Dans la Belgique du XXIe siècle, la violence est dorénavant devenue banale. Comme il est devenu banal d’assister à la noyade massive de milliers de migrants dans la méditerranée, comme est devenue banale la promiscuité entre les milliardaires et le pouvoir politique, comme il est banal que personne ne s’offusque qu’un lobbyiste devienne ministre… Comme c’est devenu banal de réprimer les mouvements sociaux et ceux qui les font exister dans l’imaginaire collectif. Qu’il est banal d’être blasé, d’être cynique… pourvu qu’on se dérobe à l’action collective.
Et la démocratie ?
Tous les méfaits de la démocratie sont remédiables par davantage de démocratie, disait Alfred Emanuel Smith.

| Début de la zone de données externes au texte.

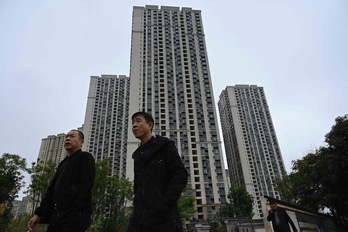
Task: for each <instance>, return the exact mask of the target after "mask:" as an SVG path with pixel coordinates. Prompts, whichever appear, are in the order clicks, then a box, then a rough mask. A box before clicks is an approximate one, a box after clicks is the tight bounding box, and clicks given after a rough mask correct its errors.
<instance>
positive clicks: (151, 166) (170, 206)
mask: <svg viewBox="0 0 348 232" xmlns="http://www.w3.org/2000/svg"><path fill="white" fill-rule="evenodd" d="M148 143H151V144H150V145H149V144H145V147H146V146H148V147H147V148H146V154H145V156H144V157H141V152H140V150H141V148H140V147H139V148H138V149H137V150H136V151H135V152H134V153H133V156H132V157H133V159H134V194H135V196H134V200H133V206H134V210H133V215H132V218H131V220H130V225H129V227H128V231H129V232H134V231H137V232H139V231H141V232H156V231H158V232H159V231H161V232H163V231H166V232H177V231H182V225H181V221H180V215H179V211H178V205H177V201H178V199H179V197H180V195H181V192H182V190H183V189H184V188H185V187H186V184H187V177H188V173H187V171H186V169H185V167H184V165H183V163H182V160H181V158H180V156H179V153H178V150H177V148H176V146H175V144H174V141H172V140H169V139H168V138H165V137H160V136H157V137H155V139H154V140H150V142H148ZM142 146H144V145H142Z"/></svg>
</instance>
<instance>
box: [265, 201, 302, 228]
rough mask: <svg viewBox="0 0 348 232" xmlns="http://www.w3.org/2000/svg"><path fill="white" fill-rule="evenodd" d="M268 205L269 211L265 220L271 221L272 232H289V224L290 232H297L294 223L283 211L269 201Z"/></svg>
mask: <svg viewBox="0 0 348 232" xmlns="http://www.w3.org/2000/svg"><path fill="white" fill-rule="evenodd" d="M269 205H270V207H271V209H270V210H269V211H268V216H267V220H268V221H272V227H273V230H274V232H291V230H290V226H289V224H290V225H291V227H292V231H293V232H297V229H296V226H295V224H294V222H293V221H292V220H291V218H290V216H289V215H288V214H287V212H286V211H285V209H283V208H280V207H278V205H277V203H276V202H274V201H270V202H269Z"/></svg>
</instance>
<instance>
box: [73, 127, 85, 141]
mask: <svg viewBox="0 0 348 232" xmlns="http://www.w3.org/2000/svg"><path fill="white" fill-rule="evenodd" d="M70 131H77V133H78V134H79V137H80V139H85V135H84V134H83V133H82V132H81V131H79V130H76V129H72V130H70Z"/></svg>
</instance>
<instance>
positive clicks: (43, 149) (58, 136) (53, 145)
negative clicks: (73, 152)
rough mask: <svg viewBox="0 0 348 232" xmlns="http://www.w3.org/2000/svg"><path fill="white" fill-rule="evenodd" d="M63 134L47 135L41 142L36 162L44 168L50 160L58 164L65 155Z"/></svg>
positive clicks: (63, 157) (63, 138)
mask: <svg viewBox="0 0 348 232" xmlns="http://www.w3.org/2000/svg"><path fill="white" fill-rule="evenodd" d="M64 138H65V134H64V133H61V134H58V135H49V136H48V137H47V138H44V139H42V140H41V146H40V151H39V156H38V162H41V165H43V166H45V165H46V163H47V162H48V161H49V160H51V161H53V162H54V163H56V164H58V163H59V162H60V161H62V160H63V159H64V158H65V156H66V155H67V153H66V150H65V149H64Z"/></svg>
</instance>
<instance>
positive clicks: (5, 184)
mask: <svg viewBox="0 0 348 232" xmlns="http://www.w3.org/2000/svg"><path fill="white" fill-rule="evenodd" d="M25 171H27V168H26V160H25V159H24V158H21V157H20V156H19V155H13V154H9V153H4V154H3V155H2V157H1V158H0V183H1V184H0V205H1V208H2V209H1V210H0V231H6V230H7V226H8V224H9V223H10V221H11V219H12V214H11V209H12V202H13V201H14V199H15V198H16V197H17V194H18V192H19V190H20V189H21V187H23V186H24V181H23V178H24V175H23V172H25Z"/></svg>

Énoncer les principes démocratiques c’est bien, encore faut-il les faire respecter. A cette fin, il convient de se mobiliser le plus largement possible contre la violence d’État antisociale, antidémocratique et raciste. Il faut dénoncer sans relâche, sans concession, toutes les répressions contre toutes et contre tous. Il faut faire vivre la démocratie, c’est en son sein qu’un autre projet de société doit voir le jour. Il faut freiner ce capitalisme qui nous conduit vers le pire. Radicaliser la démocratie suppose à la fois de transformer les structures de pouvoir et d’établir une autre hégémonie que celle que nous vivons.
Le cas de Jordan Croeisaerdt est plein d’enseignements à tirer… La SNCB engage des huissiers de justice pour intimider les cheminots qui s’opposent au plan de restructuration du rail, et sur les piquets de grève, ils sont à l’affut de la moindre irrégularité. Accusé de comportement violent lors d’un piquet à l’entrée du siège de la SNCB, le 6 janvier 2016, Jordan reçoit une astreinte de 1700€ et trois mois de suspension sans indemnités. Cette sanction vise à créer un précédent, à décourager tous les futurs grévistes et limite dangereusement le droit à la contestation sociale. Aussitôt, Jordan introduit un recours. Le suspens a duré deux ans, deux ans de mobilisations en solidarité avec Jordan.
Le 23 février 2018, l’audience au conseil d’État rend ses conclusions : « On voit ce qui a beaucoup fâché la partie adverse, c’est que le requérant ait pris la parole dans les médias et ait porté atteinte à l’image des chemins de fer belge. J’estime que la partie adverse a fait feu de tout bois pour adresser des reproches au requérant dont l’activité syndicale semble jugée trop vive. Il n’y a cependant pas d’éléments qui permettent d’affirmer que le requérant ait eu un comportement abusif. Parce que c’est la seule question : Est-ce que le requérant a dépassé les limites de ce qui est acceptable ? » En mars 2018, la justice donne raison à Jordan contre son employeur. Une victoire pour la démocratie qui en appelle d’autres.
D’où le besoin de créer des médias citoyens afin de rendre visible les luttes sociales et ainsi les faire exister dans l’imaginaire collectif, pour rendre compte des revendications du mouvement social et témoigner de la violence exercée à son encontre. On comprend mieux pourquoi ils essayent de nous faire taire et veulent nous empêcher de filmer. Ils ne savent pas qu’ils ne pourront pas nous en empêcher, car nous avons de notre côté la raison.